# 1. Basic architecture

Let's get some data!

In [11]:
# Target y (classification task 0/1, e.g. cat/dog)
y = 1

# Input X = one single observation, 4 features (x1, x2, x3, x4)
# (e.g. eyes color, ears_lenghts, ...)
X = [1., -3.1, -7.2, 2.1]

Imagine you have a linear regression with some weights

In [12]:
def linreg_1(X):
    return -3 + 2.1*X[0] - 1.2*X[1] + 0.3*X[2] + 1.3*X[3]

out_1 = linreg_1(X)

And you transform it's output

In [13]:
def activation(x):
    if x > 0:
        return x
    else:
        return 0

out_1 = activation(out_1)

## Let's call this operation {linear regression, activation} a NEURON


![image.png](attachment:image.png)

![image-2.png](attachment:image-2.png)

## Activation Functions (well known examples)


![image.png](attachment:image.png)

❓ Which of these activations did we just code?

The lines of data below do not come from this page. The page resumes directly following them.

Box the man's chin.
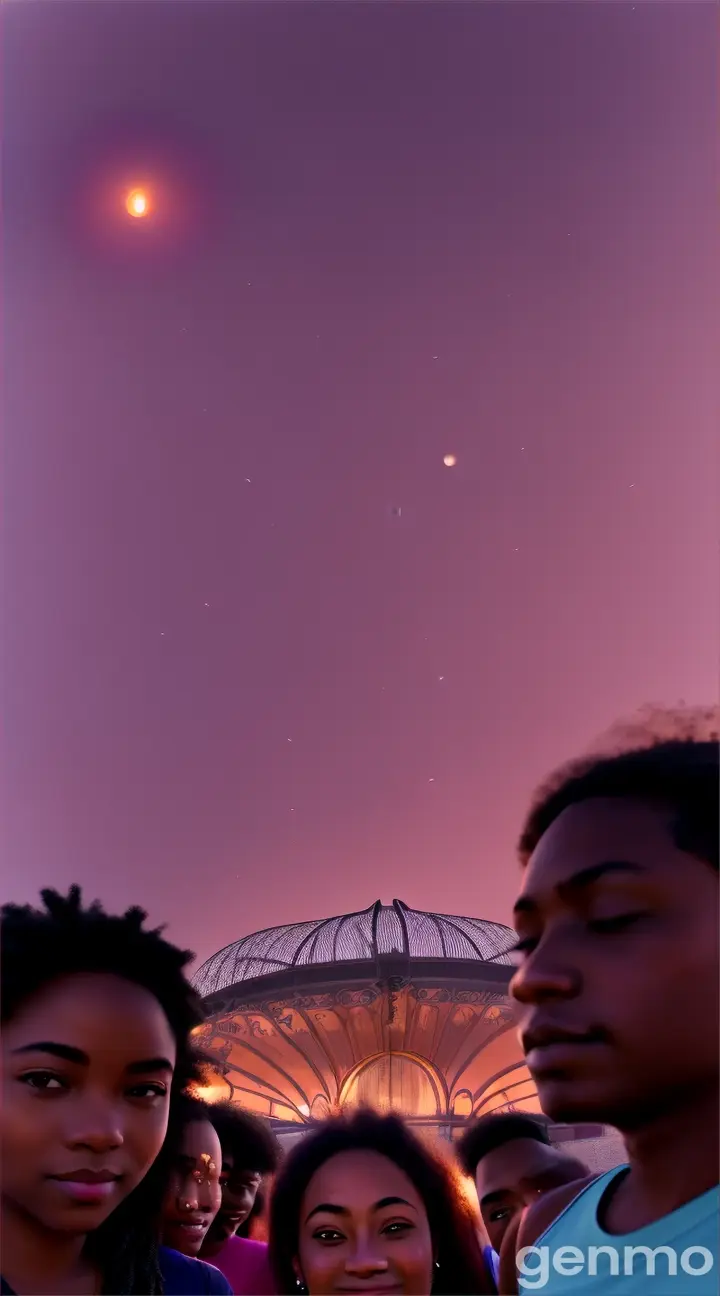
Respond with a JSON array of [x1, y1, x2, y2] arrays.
[[534, 1076, 613, 1125]]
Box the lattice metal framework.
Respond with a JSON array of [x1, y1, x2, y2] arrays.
[[193, 899, 515, 998]]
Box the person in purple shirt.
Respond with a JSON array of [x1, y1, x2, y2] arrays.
[[200, 1102, 279, 1294]]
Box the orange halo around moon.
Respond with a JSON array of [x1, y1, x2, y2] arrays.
[[125, 188, 150, 218]]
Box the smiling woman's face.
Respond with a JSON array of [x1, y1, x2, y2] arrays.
[[162, 1118, 222, 1256], [296, 1149, 434, 1295], [1, 972, 176, 1238]]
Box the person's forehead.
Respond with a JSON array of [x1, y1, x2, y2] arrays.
[[226, 1165, 261, 1182], [521, 798, 675, 893], [303, 1150, 421, 1212], [4, 972, 176, 1059], [182, 1120, 221, 1160], [476, 1139, 555, 1198]]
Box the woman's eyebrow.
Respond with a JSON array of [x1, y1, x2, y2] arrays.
[[305, 1202, 349, 1223], [125, 1056, 174, 1074], [372, 1196, 414, 1213], [12, 1041, 88, 1064]]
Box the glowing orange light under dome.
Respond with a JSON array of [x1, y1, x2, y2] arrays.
[[125, 188, 150, 218]]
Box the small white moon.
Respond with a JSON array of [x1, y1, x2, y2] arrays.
[[443, 454, 457, 467]]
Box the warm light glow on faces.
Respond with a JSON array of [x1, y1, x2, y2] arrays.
[[125, 188, 149, 218]]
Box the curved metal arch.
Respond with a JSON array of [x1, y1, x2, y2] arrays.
[[333, 912, 352, 962], [220, 1059, 311, 1115], [289, 1003, 343, 1095], [370, 900, 383, 953], [447, 1015, 517, 1094], [475, 1074, 537, 1116], [452, 1087, 474, 1116], [220, 1010, 335, 1105], [338, 1050, 449, 1114], [392, 900, 411, 955], [213, 1027, 318, 1110], [471, 1058, 535, 1107]]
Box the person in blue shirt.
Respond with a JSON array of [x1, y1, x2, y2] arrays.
[[158, 1245, 232, 1294], [0, 886, 230, 1295], [457, 1113, 587, 1292], [501, 712, 719, 1294]]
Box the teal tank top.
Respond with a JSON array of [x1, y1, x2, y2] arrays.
[[517, 1167, 719, 1295]]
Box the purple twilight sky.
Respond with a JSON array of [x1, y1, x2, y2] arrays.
[[3, 1, 717, 968]]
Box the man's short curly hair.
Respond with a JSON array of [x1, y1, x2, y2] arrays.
[[518, 707, 719, 869]]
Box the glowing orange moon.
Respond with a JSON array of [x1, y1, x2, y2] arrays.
[[125, 189, 149, 218], [443, 453, 457, 467]]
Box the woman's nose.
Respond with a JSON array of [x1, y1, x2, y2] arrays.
[[66, 1103, 124, 1153], [179, 1178, 200, 1210], [345, 1242, 390, 1277]]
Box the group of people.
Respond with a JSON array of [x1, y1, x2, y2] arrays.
[[1, 710, 718, 1294]]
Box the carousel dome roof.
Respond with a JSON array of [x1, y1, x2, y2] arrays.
[[192, 899, 515, 998]]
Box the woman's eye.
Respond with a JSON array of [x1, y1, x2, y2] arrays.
[[314, 1229, 344, 1243], [383, 1221, 413, 1236], [126, 1083, 167, 1101], [489, 1208, 510, 1222], [20, 1071, 65, 1091]]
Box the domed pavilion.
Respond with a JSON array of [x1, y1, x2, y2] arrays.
[[191, 898, 542, 1140]]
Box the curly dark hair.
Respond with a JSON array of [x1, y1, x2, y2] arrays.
[[207, 1101, 279, 1175], [519, 729, 719, 869], [457, 1112, 550, 1177], [269, 1110, 491, 1295], [1, 885, 206, 1296]]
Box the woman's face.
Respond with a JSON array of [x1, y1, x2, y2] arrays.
[[297, 1149, 434, 1295], [1, 971, 176, 1237], [162, 1118, 222, 1256]]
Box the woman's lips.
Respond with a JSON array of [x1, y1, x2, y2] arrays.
[[49, 1179, 119, 1204]]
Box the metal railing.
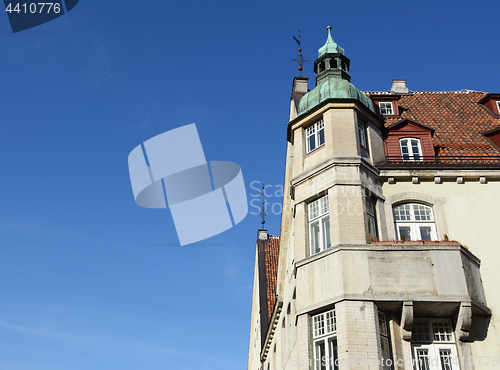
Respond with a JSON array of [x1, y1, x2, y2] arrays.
[[379, 156, 500, 167]]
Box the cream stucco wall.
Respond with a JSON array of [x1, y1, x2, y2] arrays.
[[382, 178, 500, 364]]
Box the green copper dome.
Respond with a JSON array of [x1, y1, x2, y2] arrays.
[[297, 27, 375, 115], [318, 26, 344, 57]]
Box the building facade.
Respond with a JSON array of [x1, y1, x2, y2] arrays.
[[248, 28, 500, 370]]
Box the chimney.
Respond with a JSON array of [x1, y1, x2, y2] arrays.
[[258, 229, 268, 240], [293, 77, 309, 94], [390, 80, 409, 94]]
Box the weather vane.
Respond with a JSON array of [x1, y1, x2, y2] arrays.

Imagine now that you produce another output by:

applying another linear regression to the same input X
followed by the same activation function

In [14]:
def linreg_2(X):
    return -5 - 0.1*X[0] + 1.2*X[1] + 4.9*X[2] - 3.1*X[3]

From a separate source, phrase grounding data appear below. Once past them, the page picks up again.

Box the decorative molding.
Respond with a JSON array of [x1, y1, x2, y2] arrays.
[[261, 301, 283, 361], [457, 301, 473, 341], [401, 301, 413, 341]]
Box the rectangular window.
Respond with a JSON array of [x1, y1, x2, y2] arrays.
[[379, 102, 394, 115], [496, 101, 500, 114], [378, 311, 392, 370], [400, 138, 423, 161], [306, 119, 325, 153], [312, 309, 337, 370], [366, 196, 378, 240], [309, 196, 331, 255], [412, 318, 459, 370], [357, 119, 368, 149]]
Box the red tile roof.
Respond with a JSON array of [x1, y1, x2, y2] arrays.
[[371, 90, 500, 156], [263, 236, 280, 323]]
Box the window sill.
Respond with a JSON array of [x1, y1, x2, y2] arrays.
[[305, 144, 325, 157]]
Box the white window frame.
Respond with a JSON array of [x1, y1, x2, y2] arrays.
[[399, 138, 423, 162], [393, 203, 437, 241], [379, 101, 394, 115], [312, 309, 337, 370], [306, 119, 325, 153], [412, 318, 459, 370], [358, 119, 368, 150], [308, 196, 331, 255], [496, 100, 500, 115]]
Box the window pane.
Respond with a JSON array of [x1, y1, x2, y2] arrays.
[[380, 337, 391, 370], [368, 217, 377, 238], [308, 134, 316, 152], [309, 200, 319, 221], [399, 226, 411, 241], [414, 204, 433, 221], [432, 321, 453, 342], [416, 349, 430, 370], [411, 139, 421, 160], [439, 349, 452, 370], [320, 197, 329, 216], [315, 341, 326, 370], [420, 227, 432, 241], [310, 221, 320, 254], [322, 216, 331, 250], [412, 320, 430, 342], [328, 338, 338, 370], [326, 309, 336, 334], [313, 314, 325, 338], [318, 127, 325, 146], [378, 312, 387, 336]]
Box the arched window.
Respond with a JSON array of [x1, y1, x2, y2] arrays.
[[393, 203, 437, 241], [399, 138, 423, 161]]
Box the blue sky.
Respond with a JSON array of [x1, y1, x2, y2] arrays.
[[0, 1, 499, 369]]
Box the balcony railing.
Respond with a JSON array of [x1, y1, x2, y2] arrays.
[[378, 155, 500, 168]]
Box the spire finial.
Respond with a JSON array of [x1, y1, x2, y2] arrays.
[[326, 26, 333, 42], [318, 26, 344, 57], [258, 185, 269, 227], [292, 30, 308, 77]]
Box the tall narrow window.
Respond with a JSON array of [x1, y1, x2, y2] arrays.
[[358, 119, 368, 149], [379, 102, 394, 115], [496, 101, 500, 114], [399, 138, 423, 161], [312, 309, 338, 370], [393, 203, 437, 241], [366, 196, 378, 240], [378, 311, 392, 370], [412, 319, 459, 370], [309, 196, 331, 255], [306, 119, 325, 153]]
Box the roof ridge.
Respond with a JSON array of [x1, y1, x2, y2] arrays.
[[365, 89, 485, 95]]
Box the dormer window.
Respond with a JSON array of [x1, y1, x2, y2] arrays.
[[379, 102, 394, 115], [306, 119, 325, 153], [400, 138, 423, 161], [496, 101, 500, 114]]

out_2 = activation(linreg_2(X))

And a third one

In [15]:
def linreg_3(X):
    return -8 + 0.4*X[0] + 2.6*X[1] +- 2.5*X[2] + 3.8*X[3]

out_3 = activation(linreg_3(X))

**We just wrote a LAYER of neurons**

![image.png](attachment:image.png)

**What if we use the 3 outputs of this layer as input of another layer, again?**

In [16]:
import numpy as np

def linreg_next_layer(X):
    return 5.1 + 1.1*X[0] - 4.1*X[1] - 0.7*X[2]

def activation_next_layer(x):
    # sigmoid activation for clasification task!
    return 1. / (1 + np.exp(-x))

def neural_net_predictor(X):

    out_1 = activation(linreg_1(X))
    out_2 = activation(linreg_2(X))
    out_3 = activation(linreg_3(X))

    outs = [out_1, out_2, out_3]

    y_pred = activation_next_layer(linreg_next_layer(outs))

    return y_pred

In [17]:
# Final prediction
y_pred = neural_net_predictor(X)

print(f' Probability of being a dog: {y_pred}')

 Probability of being a dog: 0.832716044461517


🎉 Congrats! You just built your first (artificial) neural network.

![image.png](attachment:image.png)

![image-2.png](attachment:image-2.png)

All these neurons and layers make up the architecture of the neural network.

❓ Question: How many weights are trained in layer 1? In layer 2?

Deep Learning simply refers to Neural Networks (that have many layers)

![image-2.png](attachment:image-2.png)

**🤔 Why using activation function at all?**

![image.png](attachment:image.png)

💻 Let's visualize a Neural Network on [Playground](https://playground.tensorflow.org/#activation=tanh&batchSize=10&dataset=circle&regDataset=reg-plane&learningRate=0.03&regularizationRate=0&noise=0&networkShape=4&seed=0.13983&showTestData=false&discretize=false&percTrainData=50&x=true&y=true&xTimesY=false&xSquared=false&ySquared=false&cosX=false&sinX=false&cosY=false&sinY=false&collectStats=false&problem=classification&initZero=false&hideText=false&regularization_hide=true&showTestData_hide=true&stepButton_hide=false&activation_hide=false&problem_hide=false&batchSize_hide=true&dataset_hide=false&resetButton_hide=false&discretize_hide=true&playButton_hide=false&learningRate_hide=true&regularizationRate_hide=true&percTrainData_hide=true&numHiddenLayers_hide=false)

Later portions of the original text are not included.